In 1941 Hector attended Wesley College but had to leave the following year when his older brother Doug enlisted. Hector was needed at home. He was only 15 but was required to do a man's job tending the vineyards, clearing land and grubbing out the notorious York Road poison plant (Gastrolobium calycinum). He learnt valuable skills from his father about how to handle stock and everything to do with managing the winery. However life during the war years was not all hard work. Hector and his friends enjoyed the dances and concerts that were put on to entertain the enlisted men who were stationed at Toodyay, such as the Victorian Signalmen who were camped nearby at the Toodyay racecourse.

On 30 April 1949, Hector married Jocelyn (Joy) Pearce who lived in Perth. They met when Joy came to Toodyay with a friend for a holiday at the nearby Key Farm guesthouse. Hector and Joy had four children, three daughters, Julie, Elizabeth and Virginia, and a son Michael who now runs Coorinja. The years following the war were remembered as wonderful times with many social and sporting activities. There were usually four major balls during the year, and most people belonged to a sporting club. Hector played cricket (with his left hand though he was right-handed), football and badminton and became a life member of the Toodyay Tennis Club. When he was 17 he became a member of the St Stephen's Church Vestry. His commitment to the church was lifelong. He also became a member of the Junior Farmers Club when it was formed during the War, and the Farmers’ Union. He was a member of the Toodyay Agricultural Society, serving on the committee, and being a Steward for many years, as well as the Society's Patron.

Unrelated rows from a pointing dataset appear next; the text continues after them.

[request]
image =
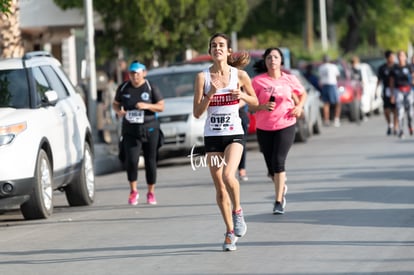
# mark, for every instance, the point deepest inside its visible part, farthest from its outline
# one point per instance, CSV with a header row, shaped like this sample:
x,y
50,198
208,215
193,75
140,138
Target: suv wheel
x,y
82,190
40,203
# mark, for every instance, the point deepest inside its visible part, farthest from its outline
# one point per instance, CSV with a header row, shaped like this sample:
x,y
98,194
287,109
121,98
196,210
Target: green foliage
x,y
144,28
165,28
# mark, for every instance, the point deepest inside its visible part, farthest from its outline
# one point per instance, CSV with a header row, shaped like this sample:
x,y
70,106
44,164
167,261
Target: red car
x,y
350,91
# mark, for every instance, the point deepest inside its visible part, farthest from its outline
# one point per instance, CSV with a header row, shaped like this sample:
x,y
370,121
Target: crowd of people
x,y
224,91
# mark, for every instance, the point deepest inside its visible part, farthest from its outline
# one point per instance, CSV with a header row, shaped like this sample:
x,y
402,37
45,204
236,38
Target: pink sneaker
x,y
151,198
133,198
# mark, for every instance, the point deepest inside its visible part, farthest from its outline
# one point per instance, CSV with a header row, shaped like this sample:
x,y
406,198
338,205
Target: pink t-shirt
x,y
282,90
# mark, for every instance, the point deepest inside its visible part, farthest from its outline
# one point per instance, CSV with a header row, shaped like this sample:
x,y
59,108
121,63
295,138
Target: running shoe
x,y
151,198
278,208
229,242
337,123
389,131
133,198
240,227
284,196
244,178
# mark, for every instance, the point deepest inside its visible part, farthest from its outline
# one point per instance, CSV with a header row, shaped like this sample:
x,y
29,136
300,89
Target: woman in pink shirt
x,y
276,117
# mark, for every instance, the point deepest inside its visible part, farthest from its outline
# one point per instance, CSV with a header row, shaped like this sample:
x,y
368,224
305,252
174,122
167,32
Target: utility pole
x,y
309,24
324,35
90,64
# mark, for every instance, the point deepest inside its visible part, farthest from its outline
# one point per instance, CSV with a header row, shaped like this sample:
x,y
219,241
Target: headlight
x,y
8,133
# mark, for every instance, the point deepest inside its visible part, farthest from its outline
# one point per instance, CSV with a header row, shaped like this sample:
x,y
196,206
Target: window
x,y
41,83
55,82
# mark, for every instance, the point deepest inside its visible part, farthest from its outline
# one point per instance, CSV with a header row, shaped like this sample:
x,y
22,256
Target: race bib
x,y
219,122
135,116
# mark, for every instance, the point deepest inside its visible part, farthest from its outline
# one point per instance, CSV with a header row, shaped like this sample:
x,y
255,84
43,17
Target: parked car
x,y
45,137
350,91
182,131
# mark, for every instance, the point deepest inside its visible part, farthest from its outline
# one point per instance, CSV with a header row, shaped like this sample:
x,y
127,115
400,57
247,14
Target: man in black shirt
x,y
401,84
389,107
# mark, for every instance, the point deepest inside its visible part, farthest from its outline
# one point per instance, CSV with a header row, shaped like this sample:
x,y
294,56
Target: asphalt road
x,y
350,210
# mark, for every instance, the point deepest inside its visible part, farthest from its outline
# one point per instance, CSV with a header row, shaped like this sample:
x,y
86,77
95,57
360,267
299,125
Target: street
x,y
350,210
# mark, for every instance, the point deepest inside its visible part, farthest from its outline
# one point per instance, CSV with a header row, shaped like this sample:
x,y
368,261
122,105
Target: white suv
x,y
45,137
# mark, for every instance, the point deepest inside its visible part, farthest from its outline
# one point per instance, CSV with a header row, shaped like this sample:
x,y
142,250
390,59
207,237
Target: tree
x,y
162,27
10,37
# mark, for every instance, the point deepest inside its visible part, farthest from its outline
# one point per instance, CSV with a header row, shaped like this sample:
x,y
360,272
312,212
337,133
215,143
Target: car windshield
x,y
14,91
338,64
174,84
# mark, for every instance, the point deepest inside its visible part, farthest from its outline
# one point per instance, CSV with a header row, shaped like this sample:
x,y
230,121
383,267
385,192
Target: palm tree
x,y
10,36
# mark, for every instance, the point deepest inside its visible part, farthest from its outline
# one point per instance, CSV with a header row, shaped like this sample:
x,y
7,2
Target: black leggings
x,y
275,146
149,147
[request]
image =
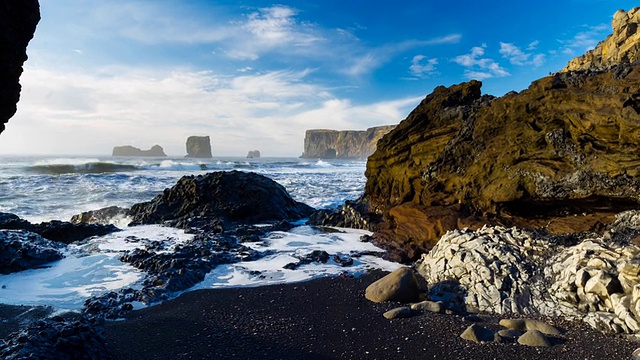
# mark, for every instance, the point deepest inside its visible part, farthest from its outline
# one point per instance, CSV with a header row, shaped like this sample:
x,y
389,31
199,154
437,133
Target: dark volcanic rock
x,y
55,230
22,250
56,338
199,147
566,146
220,198
128,150
348,144
18,20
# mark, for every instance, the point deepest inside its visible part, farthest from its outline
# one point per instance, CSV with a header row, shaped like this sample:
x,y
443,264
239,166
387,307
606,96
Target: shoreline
x,y
326,318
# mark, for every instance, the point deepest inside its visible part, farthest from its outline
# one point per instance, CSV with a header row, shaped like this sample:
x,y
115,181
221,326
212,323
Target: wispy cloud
x,y
584,40
144,106
479,67
516,56
422,69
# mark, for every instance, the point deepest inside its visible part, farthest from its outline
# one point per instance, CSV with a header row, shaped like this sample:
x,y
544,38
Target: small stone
x,y
478,334
534,338
398,313
427,305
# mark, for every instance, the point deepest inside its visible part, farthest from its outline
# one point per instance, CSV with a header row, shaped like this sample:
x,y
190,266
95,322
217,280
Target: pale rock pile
x,y
500,270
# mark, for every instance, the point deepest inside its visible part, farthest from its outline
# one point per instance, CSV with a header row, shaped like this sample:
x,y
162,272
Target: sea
x,y
41,188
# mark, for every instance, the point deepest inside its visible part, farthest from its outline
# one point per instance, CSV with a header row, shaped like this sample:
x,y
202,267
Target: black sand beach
x,y
327,318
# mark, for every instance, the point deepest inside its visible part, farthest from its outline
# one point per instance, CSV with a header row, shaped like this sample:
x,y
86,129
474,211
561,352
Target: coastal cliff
x,y
128,150
18,20
349,144
622,46
559,156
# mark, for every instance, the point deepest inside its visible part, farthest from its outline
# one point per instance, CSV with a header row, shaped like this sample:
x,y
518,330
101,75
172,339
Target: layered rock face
x,y
18,20
623,46
349,144
199,147
566,146
128,150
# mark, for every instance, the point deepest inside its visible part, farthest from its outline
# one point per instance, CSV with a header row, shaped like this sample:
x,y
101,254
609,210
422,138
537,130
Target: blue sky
x,y
257,74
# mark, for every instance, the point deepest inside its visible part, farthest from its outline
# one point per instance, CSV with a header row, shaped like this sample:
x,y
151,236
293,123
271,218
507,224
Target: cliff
x,y
349,144
561,156
128,150
18,20
199,147
622,46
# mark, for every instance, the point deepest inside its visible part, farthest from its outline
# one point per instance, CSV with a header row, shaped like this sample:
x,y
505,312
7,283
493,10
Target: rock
x,y
128,150
399,285
529,324
21,250
622,46
350,144
534,338
478,334
199,147
57,338
253,154
398,313
427,305
102,216
218,198
18,20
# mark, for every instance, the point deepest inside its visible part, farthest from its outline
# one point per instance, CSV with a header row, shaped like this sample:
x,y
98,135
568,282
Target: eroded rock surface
x,y
18,20
621,47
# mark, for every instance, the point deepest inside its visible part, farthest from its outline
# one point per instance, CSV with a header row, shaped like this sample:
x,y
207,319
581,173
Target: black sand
x,y
323,319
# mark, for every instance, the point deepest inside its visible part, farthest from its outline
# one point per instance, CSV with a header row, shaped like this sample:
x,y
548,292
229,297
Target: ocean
x,y
55,188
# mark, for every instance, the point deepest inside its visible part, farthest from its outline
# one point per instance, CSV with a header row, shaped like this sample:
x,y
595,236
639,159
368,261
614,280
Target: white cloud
x,y
518,57
479,67
422,70
89,113
584,40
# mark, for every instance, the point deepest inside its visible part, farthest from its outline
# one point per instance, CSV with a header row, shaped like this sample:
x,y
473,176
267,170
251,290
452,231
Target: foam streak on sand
x,y
93,267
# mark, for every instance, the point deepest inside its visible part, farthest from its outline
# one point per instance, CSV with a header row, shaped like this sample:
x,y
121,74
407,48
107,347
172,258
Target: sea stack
x,y
253,154
128,150
18,20
199,147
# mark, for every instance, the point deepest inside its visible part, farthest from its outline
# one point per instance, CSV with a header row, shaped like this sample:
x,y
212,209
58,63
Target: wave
x,y
81,168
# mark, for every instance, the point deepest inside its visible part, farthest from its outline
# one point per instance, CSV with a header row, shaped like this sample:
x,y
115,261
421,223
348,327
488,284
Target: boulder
x,y
18,20
220,198
128,150
21,250
349,144
199,147
398,313
399,285
622,46
253,154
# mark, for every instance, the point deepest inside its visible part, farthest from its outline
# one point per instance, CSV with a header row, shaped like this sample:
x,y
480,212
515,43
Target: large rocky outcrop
x,y
561,154
18,20
623,46
128,150
220,198
349,144
199,147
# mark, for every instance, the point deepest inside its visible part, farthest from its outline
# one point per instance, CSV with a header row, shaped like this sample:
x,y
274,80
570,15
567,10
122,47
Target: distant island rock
x,y
18,20
253,154
199,147
348,144
128,150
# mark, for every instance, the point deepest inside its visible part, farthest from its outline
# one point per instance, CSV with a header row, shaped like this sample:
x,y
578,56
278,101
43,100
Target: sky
x,y
258,74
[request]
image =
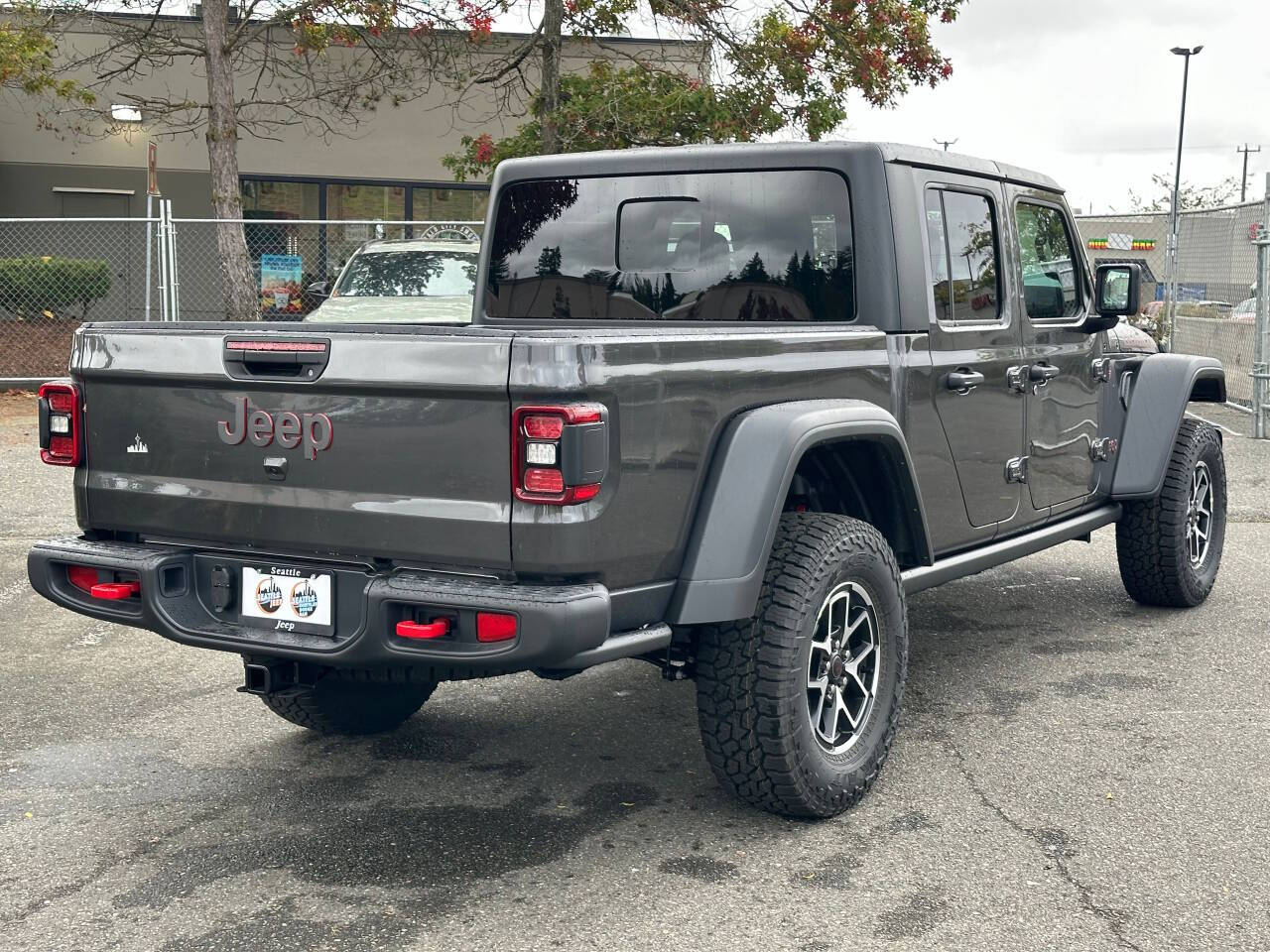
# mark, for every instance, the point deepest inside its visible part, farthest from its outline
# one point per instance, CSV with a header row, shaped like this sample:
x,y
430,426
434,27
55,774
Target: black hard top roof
x,y
680,159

Apart from winemaking, Hector had a keen interest in breeding rams for high-quality wool.
Under Hector's management Coorinja continued to flourish as a winery with a reputation for its fine table and dessert wines.
Hector also had a keen interest in the natural environment and reminisced about the plentiful wildflowers and native fauna before the serious depredations of rabbits and feral animals. "There was a time when the orchids would come up to my knees and you would always see cowslip, red spider and donkey orchids…not nowadays."

In 1979 Hector and his contemporary Wally Chitty (1919-2008), who owned the Moscow Farm property, made a submission to the "System 6 Study" on behalf of the Toodyay Council. The Study was set up by the Environmental Protection Authority to identify a comprehensive and representative set of reserves to help conserve the State's flora and fauna. "We recommended that a green belt should be maintained from the freshwater swamps on the Red Hill Road to the Avon River near Bald Hill." Hector and Wally became Wardens of the Shire's Goonaring Spring and Beelaring Spring Nature Reserves, that now form part of Morangup Nature Reserve.